Die Wissenschaft soll ja durchaus eine Brücke von der Theorie in die Praxis schlagen.

Als angewandter Wissenschaftler ist das jedenfalls mein Selbstverständnis.

Eine ernsthafte Untersuchung ist aber zeit- und kostenaufwändig. Ich denke, kleinere Unternehmen sehen das Gesetz eher unter diesem Aspekt und schieben die Umsetzung vielleicht deshalb auf die lange Bank.

Da bleibt einem nichts anderes übrig als den Leuten immer wieder vorzubeten, dass sich das lohnt. Es gibt leider noch zu wenige Studien, die das öffentlich zugänglich belegen, aber ich weiß von mehreren Unternehmen, die schon mal eine Unternehmensberatung beauftragt haben, eine Kosten-Nutzen-Analyse für ihr Betriebliches Gesundheitsmanagement zu erstellen. Bei einem Automobilhersteller ist dabei herausgekommen, dass sich ein investierter Euro in das Gesundheitsmanagement mindestens in fünf Euro, genaugenommen in fünf bis sechszehn Euro auszahlt, was vermiedene Arbeitsunfähigkeit etc. angeht. Es lohnt sich einfach!

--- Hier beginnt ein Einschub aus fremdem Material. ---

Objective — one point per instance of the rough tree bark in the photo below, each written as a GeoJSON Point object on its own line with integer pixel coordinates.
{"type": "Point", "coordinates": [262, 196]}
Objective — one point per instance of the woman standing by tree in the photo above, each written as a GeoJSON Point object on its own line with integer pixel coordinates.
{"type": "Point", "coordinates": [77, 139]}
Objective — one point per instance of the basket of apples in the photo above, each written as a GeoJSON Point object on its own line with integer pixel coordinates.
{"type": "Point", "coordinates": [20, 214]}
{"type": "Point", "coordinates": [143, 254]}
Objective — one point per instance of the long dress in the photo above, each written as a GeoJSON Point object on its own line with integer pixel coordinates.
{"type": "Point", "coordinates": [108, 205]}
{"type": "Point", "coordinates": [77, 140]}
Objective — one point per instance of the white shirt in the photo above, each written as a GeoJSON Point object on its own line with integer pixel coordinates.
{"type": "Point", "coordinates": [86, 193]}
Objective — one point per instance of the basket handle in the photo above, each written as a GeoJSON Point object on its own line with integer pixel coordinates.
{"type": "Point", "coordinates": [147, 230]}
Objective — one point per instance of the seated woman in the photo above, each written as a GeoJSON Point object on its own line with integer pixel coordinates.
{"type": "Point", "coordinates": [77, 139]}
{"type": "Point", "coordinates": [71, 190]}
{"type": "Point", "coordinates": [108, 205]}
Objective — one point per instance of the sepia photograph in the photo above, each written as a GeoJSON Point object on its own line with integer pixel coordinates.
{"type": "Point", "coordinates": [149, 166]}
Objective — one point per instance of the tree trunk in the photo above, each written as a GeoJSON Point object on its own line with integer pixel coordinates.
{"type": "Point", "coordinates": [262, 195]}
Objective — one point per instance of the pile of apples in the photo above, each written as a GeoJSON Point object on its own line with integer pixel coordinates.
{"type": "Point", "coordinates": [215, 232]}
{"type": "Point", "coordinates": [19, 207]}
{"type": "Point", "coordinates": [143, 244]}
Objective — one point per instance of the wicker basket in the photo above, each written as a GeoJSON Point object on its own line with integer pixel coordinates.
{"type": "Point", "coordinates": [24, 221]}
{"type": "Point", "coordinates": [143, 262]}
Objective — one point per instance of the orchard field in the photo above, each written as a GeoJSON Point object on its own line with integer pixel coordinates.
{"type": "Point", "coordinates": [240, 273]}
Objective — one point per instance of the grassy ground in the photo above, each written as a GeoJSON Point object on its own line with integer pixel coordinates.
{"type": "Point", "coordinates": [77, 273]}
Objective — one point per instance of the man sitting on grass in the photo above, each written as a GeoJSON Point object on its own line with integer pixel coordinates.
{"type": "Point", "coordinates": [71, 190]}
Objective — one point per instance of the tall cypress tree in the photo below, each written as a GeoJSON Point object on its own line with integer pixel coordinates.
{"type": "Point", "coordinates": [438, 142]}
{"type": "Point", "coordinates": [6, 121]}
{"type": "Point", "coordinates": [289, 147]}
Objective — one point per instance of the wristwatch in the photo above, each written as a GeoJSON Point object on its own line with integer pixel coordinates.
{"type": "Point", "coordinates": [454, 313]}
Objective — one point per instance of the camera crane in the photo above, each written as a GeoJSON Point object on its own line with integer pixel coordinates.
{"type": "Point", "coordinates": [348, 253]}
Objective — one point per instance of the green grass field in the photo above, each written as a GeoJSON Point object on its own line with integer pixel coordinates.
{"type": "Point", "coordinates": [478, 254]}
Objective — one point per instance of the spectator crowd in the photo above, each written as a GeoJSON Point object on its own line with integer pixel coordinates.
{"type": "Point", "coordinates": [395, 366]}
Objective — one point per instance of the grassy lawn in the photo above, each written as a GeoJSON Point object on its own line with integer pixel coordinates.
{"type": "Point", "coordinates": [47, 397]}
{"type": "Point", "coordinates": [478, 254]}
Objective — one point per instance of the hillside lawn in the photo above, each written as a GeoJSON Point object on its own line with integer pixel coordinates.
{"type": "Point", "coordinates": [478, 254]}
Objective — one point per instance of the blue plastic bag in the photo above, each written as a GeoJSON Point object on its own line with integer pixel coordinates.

Dann fragt man sich schon: Wieso geht das so schleppend? Es ist ja im ureigenen Interesse der Arbeitgeber, dem Gesetz nachzukommen?

Wahrscheinlich bin ich noch nicht lange genug in dem Business, um frustriert zu sein. Ich habe ganz ehrlich das Gefühl, dass die Adaptionsgeschwindigkeit zunimmt. Wir sind offenbar an der Stelle, wo der Leidensdruck in der Wirtschaft so groß ist, dass eine deutlich höhere Bereitschaft gegenüber den Vorjahren besteht, für ein gutes Betriebliches Gesundheitsmanagement auch mal Geld in die Hand zu nehmen. Durch die Veränderungen im Präventionsgesetz fließt zudem mehr Geld von den Krankenkassen für Präventionsmaßnahmen in die Unternehmen. Es sind eine Menge neuer finanzieller Anreize geschaffen worden. Ich bin da vorsichtig optimistisch, muss ich sagen.

 Interview: Petra Jauch, Pressereferentin von spring Messe Management

–Veranstaltungstipp–

Keynote-Vortrag von Prof. Dr. Bertolt Meyer:
Psychische Gesundheit am Arbeitsplatz: Ansätze zur Erfassung und Förderung im Rahmen des BGM
Corporate Health Convention, Messe Stuttgart, Halle 4, Forum C,
Dienstag, 10. Mai, 16.15 Uhr bis 16.55 Uhr, Forum A

Über Prof. Dr. Bertolt Meyer
Prof. Dr. Bertolt Meyer ist Inhaber des Lehrstuhls für Organisations- und Wirtschaftspsychologie an der Technischen Universität Chemnitz. Zuvor war er als Oberassistent in Sozial- und Wirtschaftspsychologie am Psychologischen Institut der Universität Zürich tätig. Er promovierte in Organisations- und Sozialpsychologie an der Humboldt-Universität zu Berlin, wo er auch sein Diplom in Psychologie erwarb.